In Python, there are many useful data structures and algorithms built in to the language. Also, because Python is an object-based language, it is relatively easy to create custom data objects. In this book, we will examine both Python internal libraries, some of the external libraries, as well as learning how to build your own data objects from first principles. 

 

Understanding data structures and algorithms 

  

Algorithms and data structures are the most fundamental concepts in computing. They are the building blocks from which complex software is built. Having an understanding of these foundation concepts is hugely important in software design and this involves the following three characteristics: 

How algorithms manipulate information contained within data structures How data is arranged in memory 

What the performance characteristics of particular data structures are 

In this book, we will examine this topic from several perspectives. Firstly, we will look at the fundamentals of the Python programming language from the perspective of data structures and algorithms. Secondly, it is important that we have the correct mathematical tools. We need to understand some fundamental concepts of computer science and for this we need mathematics. By taking a heuristics approach, developing some guiding principles means that, in general, we do not need any more than high school mathematics to understand the principles of these key ideas. 

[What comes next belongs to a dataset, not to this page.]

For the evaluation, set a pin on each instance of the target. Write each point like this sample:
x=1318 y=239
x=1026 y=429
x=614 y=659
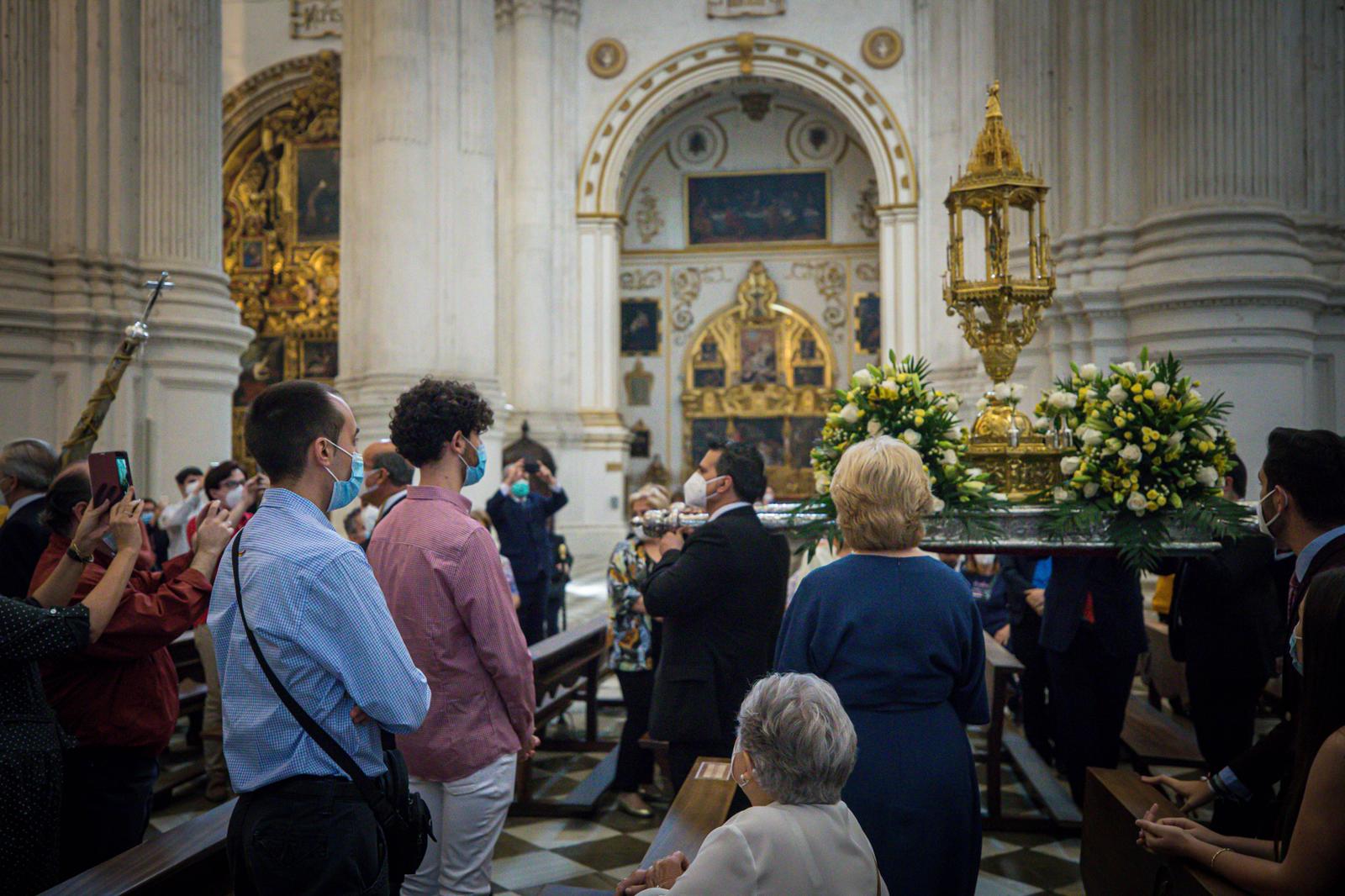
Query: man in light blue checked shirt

Another important aspect is evaluation. Measuring an algorithms performance involves understanding how each increase in data size affects operations on that data. When we are working on large datasets or real-time applications, it is essential that our algorithms and structures are as efficient as they can be. 

Finally, we need a sound experimental design strategy. Being able to conceptually translate a real-world problem into the algorithms and data structures of a programming language involves being able to understand the important elements of a problem and a methodology for mapping these elements to programming structures. 

To give us some insight into algorithmic thinking, let's consider a real-world example. Imagine we are at an unfamiliar market and we are given the task of purchasing a list of items. We assume that the market is laid out randomly, and each vendor sells a random subset of items, some of which may be on our list. Our aim is to minimize the price we pay for each item as well as minimize the time spent at the market. One way to approach this is to write an algorithm like the following:

Repeat for each vendor: 

  • Does the vendor have items on my list and is the cost less than a predicted cost for the item? 
  • If yes, buy and remove from list; if no, move on to the next vendor. 
  • If no more vendors, end. 

Python for data 

Python has several built-in data structures, including lists, dictionaries, and sets, that we use to build customized objects. In addition, there are a number of internal libraries, such as collections and the math object, which allow us to create more advanced structures as well as perform calculations on those structures. Finally, there are the external libraries such as those found in the SciPy packages. These allow us to perform a range of advanced data tasks such as logistic and linear regression, visualization, and mathematical calculations such as operations on matrixes and vectors. External libraries can be very useful for an out of-the-box solution. However, we must also be aware that there is often a performance penalty compared to building customized objects from the ground up. By learning how to code these objects ourselves, we can target them to specific tasks, making them more efficient. This is not to exclude the role of external libraries and we will look at this in Chapter 12, Design Techniques and Strategies. 

To begin, we will take an overview of some of the key language features that make Python such a great choice for data programming. 

The Python environment 

A feature of the Python environment is its interactive console allowing you to both use Python as a desktop programmable calculator and also as an environment to write and test snippets of code. The read-evaluate-print loop of the console is a very convenient way to interact with a larger code base, such as to run functions and methods or to create instances of classes. This is one of the major advantages of Python over compiled languages such as C/C++ or Java, where the write-compile-test-recompile cycle can increase development time considerably compared to Python's read - evaluate - print loop. Being able to type in expressions and get an immediate response can greatly speed up data science tasks. 

There are some excellent distributions of Python apart from the official CPython version. Two of the most popular are Anaconda (https://www.continuum.io/downloads) and Canopy (https://www.enthought.com/products/canopy/). Most distributions come with their own developer environments. Both Canopy and Anaconda include libraries for scientific, machine learning, and other data applications. Most distributions come with an editor. 

There are also a number of implementations of the Python console, apart from the CPython version. Most notable amongst these is the Ipython/Jupyter platform that includes a web based computational environment.